Tlacopac occupies the large colonial-style house commissioned by Annette Nancarrow (1907 – 1991) http://www.annettenancarrow.com/Home.html, U.S.-born jewelry designer, painter, and assistant to renowned Mexican muralist José Clemente Orozco.  Nancarrow commissioned the house from legendary Mexican architect Manuel Parra (1911 – 1997) https://mxcity.mx/2017/04/manuel-parra-el-otro-arquitecto-del-siglo-xx/, in 1948.   Parra was famous for rescuing elements of colonial Mexican architecture from being destroyed to make way for modernism.  Annette Nancarrow lived in the house for many years with her third husband, Arkansas-born composer Conlon Nancarrow (1912-1997)  https://en.m.wikipedia.org/wiki/Conlon_Nancarrow, principally known for creating studies for player piano. 

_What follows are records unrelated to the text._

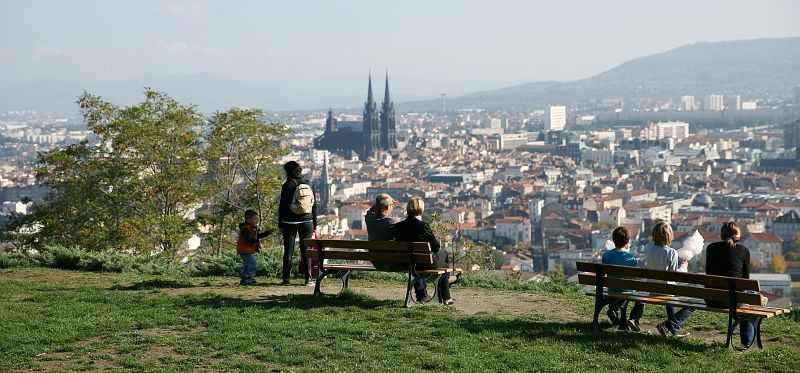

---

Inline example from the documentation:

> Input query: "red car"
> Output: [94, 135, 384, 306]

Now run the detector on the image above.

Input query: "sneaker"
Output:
[672, 329, 692, 338]
[656, 322, 669, 337]
[606, 310, 619, 325]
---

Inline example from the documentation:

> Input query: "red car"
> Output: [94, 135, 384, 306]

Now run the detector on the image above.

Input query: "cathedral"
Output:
[314, 73, 397, 160]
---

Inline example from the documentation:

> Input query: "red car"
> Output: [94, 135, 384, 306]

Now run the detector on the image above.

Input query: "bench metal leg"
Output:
[592, 298, 605, 331]
[618, 300, 629, 330]
[433, 275, 444, 304]
[403, 272, 414, 308]
[314, 271, 331, 297]
[753, 317, 764, 349]
[726, 315, 739, 350]
[342, 271, 353, 291]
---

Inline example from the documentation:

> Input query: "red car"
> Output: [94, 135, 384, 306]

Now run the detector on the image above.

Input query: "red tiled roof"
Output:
[745, 232, 783, 243]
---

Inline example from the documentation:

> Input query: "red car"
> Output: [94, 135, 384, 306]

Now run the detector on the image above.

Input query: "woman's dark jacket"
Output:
[278, 177, 317, 228]
[394, 216, 441, 253]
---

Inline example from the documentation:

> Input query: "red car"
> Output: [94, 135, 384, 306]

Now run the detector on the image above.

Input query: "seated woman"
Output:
[394, 197, 455, 305]
[706, 222, 755, 347]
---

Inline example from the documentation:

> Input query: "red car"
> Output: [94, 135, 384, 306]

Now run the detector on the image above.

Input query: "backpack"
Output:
[289, 183, 314, 215]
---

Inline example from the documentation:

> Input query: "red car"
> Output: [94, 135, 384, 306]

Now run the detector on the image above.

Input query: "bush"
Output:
[0, 253, 41, 269]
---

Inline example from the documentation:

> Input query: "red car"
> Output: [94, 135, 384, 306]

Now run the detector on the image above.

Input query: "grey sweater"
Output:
[644, 244, 678, 284]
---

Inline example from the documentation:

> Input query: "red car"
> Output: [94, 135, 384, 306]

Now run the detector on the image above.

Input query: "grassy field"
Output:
[0, 268, 800, 372]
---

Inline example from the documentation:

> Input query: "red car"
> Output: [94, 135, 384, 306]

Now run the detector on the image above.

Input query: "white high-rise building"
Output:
[728, 95, 742, 111]
[681, 96, 695, 111]
[544, 106, 567, 131]
[794, 85, 800, 113]
[706, 95, 725, 111]
[656, 122, 689, 142]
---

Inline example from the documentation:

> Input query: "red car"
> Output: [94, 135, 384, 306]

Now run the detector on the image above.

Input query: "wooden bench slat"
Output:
[578, 273, 761, 305]
[305, 238, 431, 253]
[309, 250, 433, 264]
[325, 264, 453, 275]
[575, 262, 761, 291]
[586, 292, 788, 318]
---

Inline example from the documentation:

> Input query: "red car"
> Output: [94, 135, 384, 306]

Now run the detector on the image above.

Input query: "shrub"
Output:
[0, 253, 40, 269]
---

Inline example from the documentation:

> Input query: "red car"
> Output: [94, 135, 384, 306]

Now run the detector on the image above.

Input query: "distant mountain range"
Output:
[0, 38, 800, 112]
[398, 38, 800, 111]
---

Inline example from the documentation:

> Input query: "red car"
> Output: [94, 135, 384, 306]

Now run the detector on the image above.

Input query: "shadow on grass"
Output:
[458, 317, 717, 355]
[180, 291, 400, 310]
[110, 279, 194, 290]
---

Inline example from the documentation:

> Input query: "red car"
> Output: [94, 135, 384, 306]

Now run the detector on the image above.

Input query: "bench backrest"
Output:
[304, 238, 433, 264]
[576, 262, 761, 305]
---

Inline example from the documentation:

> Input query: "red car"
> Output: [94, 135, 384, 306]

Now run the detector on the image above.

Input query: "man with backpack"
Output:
[278, 161, 317, 286]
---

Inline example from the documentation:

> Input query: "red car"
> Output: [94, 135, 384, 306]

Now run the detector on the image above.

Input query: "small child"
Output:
[602, 227, 639, 330]
[236, 210, 272, 285]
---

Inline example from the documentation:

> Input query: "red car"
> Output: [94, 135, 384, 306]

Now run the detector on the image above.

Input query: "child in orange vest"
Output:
[236, 210, 272, 285]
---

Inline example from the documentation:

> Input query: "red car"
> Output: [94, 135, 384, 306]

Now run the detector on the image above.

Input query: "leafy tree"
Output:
[201, 108, 286, 253]
[769, 255, 786, 273]
[34, 89, 205, 257]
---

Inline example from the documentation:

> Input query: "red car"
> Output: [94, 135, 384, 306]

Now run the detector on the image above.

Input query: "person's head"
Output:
[653, 221, 673, 246]
[611, 227, 631, 249]
[719, 221, 742, 249]
[406, 197, 425, 216]
[372, 193, 394, 216]
[283, 161, 303, 179]
[244, 210, 258, 225]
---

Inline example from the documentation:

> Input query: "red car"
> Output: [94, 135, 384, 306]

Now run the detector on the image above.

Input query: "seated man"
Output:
[364, 193, 405, 271]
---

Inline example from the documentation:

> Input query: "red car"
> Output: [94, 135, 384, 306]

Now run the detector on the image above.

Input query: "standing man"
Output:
[278, 161, 317, 286]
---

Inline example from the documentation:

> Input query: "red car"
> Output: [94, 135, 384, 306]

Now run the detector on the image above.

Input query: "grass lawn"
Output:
[0, 269, 800, 372]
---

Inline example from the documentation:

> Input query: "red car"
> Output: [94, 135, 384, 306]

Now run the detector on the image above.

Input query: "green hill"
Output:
[0, 268, 800, 372]
[399, 37, 800, 111]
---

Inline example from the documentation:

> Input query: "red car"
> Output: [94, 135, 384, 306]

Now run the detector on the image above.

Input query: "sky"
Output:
[0, 0, 800, 84]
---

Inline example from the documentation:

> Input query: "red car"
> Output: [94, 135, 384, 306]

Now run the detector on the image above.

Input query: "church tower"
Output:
[316, 152, 333, 214]
[325, 107, 337, 137]
[381, 72, 397, 151]
[361, 72, 381, 160]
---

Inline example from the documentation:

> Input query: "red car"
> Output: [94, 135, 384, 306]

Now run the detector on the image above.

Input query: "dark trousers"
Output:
[414, 249, 450, 299]
[706, 300, 756, 346]
[282, 221, 314, 282]
[664, 306, 694, 331]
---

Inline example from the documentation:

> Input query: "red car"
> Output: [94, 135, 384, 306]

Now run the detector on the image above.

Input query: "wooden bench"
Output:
[576, 262, 789, 351]
[304, 239, 461, 307]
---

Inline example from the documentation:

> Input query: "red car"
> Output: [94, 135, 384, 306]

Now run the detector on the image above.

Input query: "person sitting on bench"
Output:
[706, 222, 755, 348]
[394, 197, 455, 305]
[602, 227, 644, 332]
[364, 193, 406, 270]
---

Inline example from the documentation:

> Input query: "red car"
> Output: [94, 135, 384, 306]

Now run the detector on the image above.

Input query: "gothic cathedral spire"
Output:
[361, 71, 381, 160]
[381, 70, 397, 151]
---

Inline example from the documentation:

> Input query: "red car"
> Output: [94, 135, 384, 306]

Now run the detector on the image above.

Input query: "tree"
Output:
[769, 255, 786, 273]
[33, 88, 205, 257]
[201, 108, 287, 253]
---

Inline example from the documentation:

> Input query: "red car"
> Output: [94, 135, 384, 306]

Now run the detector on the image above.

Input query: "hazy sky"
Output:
[0, 0, 800, 82]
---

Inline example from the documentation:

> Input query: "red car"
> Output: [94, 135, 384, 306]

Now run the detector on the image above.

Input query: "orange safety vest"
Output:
[236, 224, 258, 254]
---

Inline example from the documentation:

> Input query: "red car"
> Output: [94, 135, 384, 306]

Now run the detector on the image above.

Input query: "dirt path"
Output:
[0, 268, 756, 341]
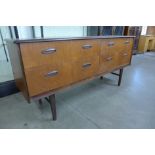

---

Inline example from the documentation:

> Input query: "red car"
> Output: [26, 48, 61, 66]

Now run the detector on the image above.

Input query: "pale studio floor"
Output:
[0, 53, 155, 129]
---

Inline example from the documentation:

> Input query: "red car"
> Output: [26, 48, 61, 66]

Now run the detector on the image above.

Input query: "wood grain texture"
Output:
[6, 37, 133, 98]
[138, 35, 155, 52]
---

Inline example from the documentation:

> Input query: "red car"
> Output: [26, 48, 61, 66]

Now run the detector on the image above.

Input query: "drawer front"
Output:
[25, 63, 72, 96]
[20, 42, 68, 69]
[73, 56, 99, 82]
[70, 40, 100, 61]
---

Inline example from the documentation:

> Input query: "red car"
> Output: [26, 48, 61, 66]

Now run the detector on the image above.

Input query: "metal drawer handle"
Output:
[82, 45, 93, 49]
[45, 70, 59, 77]
[106, 57, 112, 61]
[124, 40, 129, 44]
[123, 53, 128, 56]
[41, 48, 56, 54]
[82, 63, 91, 68]
[108, 42, 115, 46]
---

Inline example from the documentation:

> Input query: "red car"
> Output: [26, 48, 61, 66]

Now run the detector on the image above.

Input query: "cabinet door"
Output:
[68, 40, 100, 61]
[117, 38, 133, 67]
[99, 39, 120, 73]
[72, 56, 99, 82]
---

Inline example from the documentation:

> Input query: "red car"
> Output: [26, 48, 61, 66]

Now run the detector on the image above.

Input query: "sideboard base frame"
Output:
[38, 68, 123, 121]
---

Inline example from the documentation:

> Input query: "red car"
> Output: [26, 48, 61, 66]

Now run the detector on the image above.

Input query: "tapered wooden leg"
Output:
[49, 94, 57, 120]
[39, 99, 43, 105]
[100, 76, 103, 80]
[118, 68, 123, 86]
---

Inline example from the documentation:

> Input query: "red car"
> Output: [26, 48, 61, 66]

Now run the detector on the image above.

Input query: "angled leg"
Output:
[39, 99, 43, 105]
[100, 76, 103, 80]
[118, 68, 123, 86]
[49, 94, 57, 120]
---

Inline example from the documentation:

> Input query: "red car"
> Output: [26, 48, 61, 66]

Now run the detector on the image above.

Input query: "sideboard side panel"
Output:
[6, 40, 30, 101]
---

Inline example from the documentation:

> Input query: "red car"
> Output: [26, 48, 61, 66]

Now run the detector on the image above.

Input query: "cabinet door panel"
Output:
[70, 40, 100, 61]
[73, 56, 99, 82]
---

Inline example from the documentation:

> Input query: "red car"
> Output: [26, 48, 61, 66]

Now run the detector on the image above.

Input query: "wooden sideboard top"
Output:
[14, 36, 135, 44]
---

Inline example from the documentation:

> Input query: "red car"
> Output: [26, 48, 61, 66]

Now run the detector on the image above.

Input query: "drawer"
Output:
[72, 56, 99, 82]
[20, 41, 68, 68]
[70, 40, 100, 61]
[25, 63, 72, 96]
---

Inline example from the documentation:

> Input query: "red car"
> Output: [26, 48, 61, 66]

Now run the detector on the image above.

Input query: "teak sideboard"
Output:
[7, 36, 134, 120]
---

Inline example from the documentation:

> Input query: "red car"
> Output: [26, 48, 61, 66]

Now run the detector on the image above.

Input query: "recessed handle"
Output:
[108, 41, 115, 46]
[106, 57, 112, 61]
[45, 70, 59, 77]
[82, 63, 91, 68]
[41, 48, 56, 54]
[123, 53, 128, 56]
[124, 40, 129, 44]
[82, 44, 93, 49]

Frida Kahlo, Diego Rivera, Orozco, Parra, prolific architect Juan O’Gorman, painter Maxwell Gordon,  Helena Rubinstein, Peggy Guggenheim, and innumerable other figures who made Mexico City a hotbed of international art, politics, intercultural relations, and political art from the 1920s into the 1960s passed through this house and/or the lives of its inhabitants. 

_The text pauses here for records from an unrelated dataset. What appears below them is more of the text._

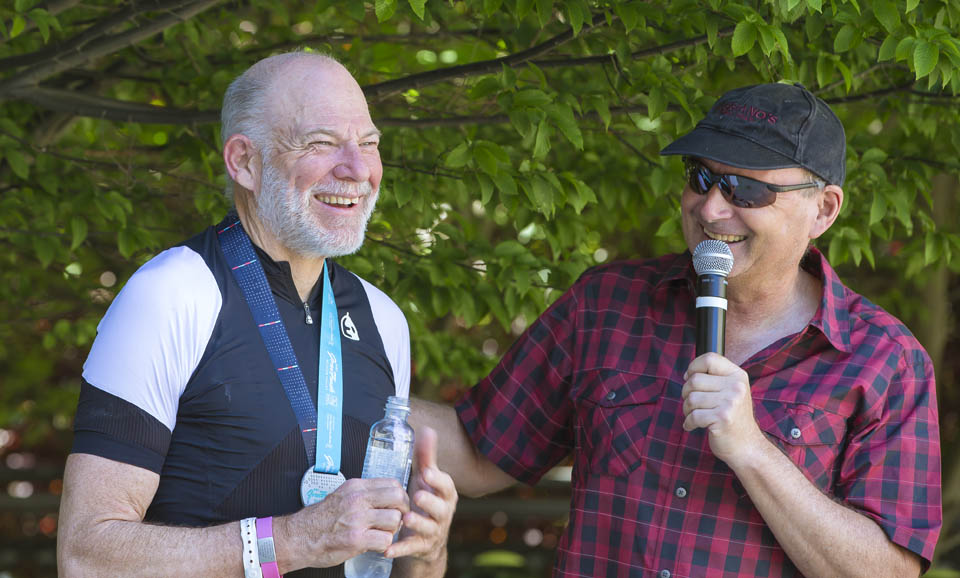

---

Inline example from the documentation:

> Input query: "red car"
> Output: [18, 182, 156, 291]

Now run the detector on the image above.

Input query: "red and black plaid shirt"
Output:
[457, 250, 941, 578]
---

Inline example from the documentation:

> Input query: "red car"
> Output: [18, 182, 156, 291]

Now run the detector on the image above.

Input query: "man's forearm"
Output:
[58, 520, 243, 578]
[729, 442, 920, 578]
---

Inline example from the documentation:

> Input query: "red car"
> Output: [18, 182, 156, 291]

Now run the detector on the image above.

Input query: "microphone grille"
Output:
[693, 239, 733, 277]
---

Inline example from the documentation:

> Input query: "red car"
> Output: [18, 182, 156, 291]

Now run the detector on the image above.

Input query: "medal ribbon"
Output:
[217, 213, 343, 474]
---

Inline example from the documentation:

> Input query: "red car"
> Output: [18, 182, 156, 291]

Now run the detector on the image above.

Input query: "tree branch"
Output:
[22, 87, 220, 124]
[0, 0, 221, 99]
[0, 0, 80, 47]
[363, 14, 606, 100]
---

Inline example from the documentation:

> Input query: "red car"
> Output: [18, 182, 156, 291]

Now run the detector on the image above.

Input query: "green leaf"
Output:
[500, 63, 517, 90]
[10, 14, 25, 38]
[877, 35, 898, 62]
[647, 86, 667, 120]
[444, 142, 470, 169]
[653, 217, 680, 237]
[817, 54, 834, 88]
[894, 36, 916, 62]
[593, 97, 613, 129]
[868, 191, 887, 226]
[803, 16, 826, 41]
[547, 104, 583, 151]
[473, 142, 498, 177]
[493, 240, 530, 259]
[70, 217, 87, 251]
[731, 20, 757, 56]
[33, 235, 59, 269]
[705, 18, 720, 48]
[873, 0, 900, 34]
[28, 8, 50, 44]
[833, 24, 857, 52]
[564, 173, 597, 215]
[513, 88, 553, 108]
[536, 0, 553, 28]
[533, 119, 553, 159]
[477, 173, 493, 207]
[4, 149, 30, 180]
[613, 3, 640, 34]
[483, 0, 503, 16]
[565, 0, 590, 37]
[407, 0, 427, 20]
[757, 24, 777, 56]
[913, 40, 940, 79]
[837, 60, 853, 92]
[493, 171, 517, 196]
[374, 0, 397, 22]
[860, 147, 887, 164]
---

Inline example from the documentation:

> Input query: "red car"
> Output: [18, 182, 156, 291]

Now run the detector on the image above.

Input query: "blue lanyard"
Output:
[217, 213, 343, 474]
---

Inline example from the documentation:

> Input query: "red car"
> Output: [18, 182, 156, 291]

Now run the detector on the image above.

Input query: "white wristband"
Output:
[240, 518, 263, 578]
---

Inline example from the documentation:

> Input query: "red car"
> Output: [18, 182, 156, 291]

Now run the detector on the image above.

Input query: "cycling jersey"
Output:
[72, 220, 410, 576]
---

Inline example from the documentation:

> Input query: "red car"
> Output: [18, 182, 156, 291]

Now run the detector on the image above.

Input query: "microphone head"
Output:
[693, 239, 733, 277]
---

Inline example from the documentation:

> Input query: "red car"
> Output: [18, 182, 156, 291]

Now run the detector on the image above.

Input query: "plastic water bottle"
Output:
[344, 395, 413, 578]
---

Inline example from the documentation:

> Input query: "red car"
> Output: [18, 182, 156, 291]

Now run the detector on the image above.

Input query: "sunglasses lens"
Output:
[687, 161, 777, 209]
[721, 175, 777, 209]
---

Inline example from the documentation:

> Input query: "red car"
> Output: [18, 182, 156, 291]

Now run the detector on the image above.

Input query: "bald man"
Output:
[58, 53, 457, 577]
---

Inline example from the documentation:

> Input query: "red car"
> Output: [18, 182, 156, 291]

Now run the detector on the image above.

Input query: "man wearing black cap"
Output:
[414, 84, 941, 578]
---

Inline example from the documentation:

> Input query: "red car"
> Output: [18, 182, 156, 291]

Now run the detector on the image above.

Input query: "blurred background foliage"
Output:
[0, 0, 960, 576]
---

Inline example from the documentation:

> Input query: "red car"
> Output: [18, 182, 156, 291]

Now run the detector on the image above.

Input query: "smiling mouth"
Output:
[314, 195, 360, 208]
[703, 229, 747, 243]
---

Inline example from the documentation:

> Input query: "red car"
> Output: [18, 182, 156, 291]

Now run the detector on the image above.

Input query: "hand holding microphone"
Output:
[681, 239, 763, 467]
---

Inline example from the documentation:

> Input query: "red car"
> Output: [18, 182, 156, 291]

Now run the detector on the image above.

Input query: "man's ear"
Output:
[223, 134, 261, 191]
[810, 185, 843, 239]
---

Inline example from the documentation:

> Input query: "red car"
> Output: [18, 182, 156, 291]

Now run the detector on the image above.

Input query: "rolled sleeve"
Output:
[837, 349, 943, 569]
[457, 287, 577, 484]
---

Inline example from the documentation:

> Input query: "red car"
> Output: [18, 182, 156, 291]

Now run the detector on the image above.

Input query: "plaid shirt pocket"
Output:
[754, 400, 847, 494]
[577, 369, 667, 476]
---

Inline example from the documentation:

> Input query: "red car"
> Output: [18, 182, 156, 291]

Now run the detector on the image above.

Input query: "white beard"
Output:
[257, 162, 380, 258]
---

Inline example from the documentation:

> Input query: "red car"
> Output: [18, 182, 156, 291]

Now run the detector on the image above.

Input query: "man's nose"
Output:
[700, 183, 734, 223]
[333, 142, 370, 183]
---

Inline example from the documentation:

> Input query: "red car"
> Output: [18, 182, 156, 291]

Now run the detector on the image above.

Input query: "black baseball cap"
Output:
[660, 84, 847, 185]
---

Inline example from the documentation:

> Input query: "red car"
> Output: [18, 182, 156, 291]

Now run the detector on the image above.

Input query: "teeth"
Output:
[317, 196, 358, 206]
[703, 229, 747, 243]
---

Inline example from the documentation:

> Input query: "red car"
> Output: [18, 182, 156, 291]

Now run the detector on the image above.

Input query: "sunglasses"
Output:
[683, 157, 826, 209]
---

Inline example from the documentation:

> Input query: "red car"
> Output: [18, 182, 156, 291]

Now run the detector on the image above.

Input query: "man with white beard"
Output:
[58, 53, 457, 577]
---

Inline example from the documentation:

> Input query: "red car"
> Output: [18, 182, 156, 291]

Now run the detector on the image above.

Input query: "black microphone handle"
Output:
[697, 275, 727, 356]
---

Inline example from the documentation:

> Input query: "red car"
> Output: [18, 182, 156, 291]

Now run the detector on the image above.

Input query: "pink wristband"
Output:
[257, 516, 280, 578]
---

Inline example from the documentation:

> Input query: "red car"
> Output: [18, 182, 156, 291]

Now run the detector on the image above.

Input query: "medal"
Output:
[300, 467, 347, 506]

Today, expanding on that artistic, political, and evolving gender awareness, Tlacopac with its ancient-beamed high-ceilinged living room with a fireplace, 5 high-ceilinged bedrooms, large wood-floored column-free gymnasium//studio, individual artist studios, patios, gardens, sauna, steam room, rooftops, and other living spaces, welcomes performing, visual, literary, architectural, textile, design, and all other artists – women, seniors, LGBTQIA, indigenous, with disabilities, AsianMexicans, AfroMexicans – to share “convivencia” or a deep living together of artists with shared, yet unique, cultural similarities and differences. 

In the Nahautl language, Tlacopac means “a moist fertile place,” and also the name of this neighborhood of Mexico City, most likely referring to the San Angel River, which once flowed through the area, and reflecting the presumption that Tlacopac will be a place of great artistic fertility.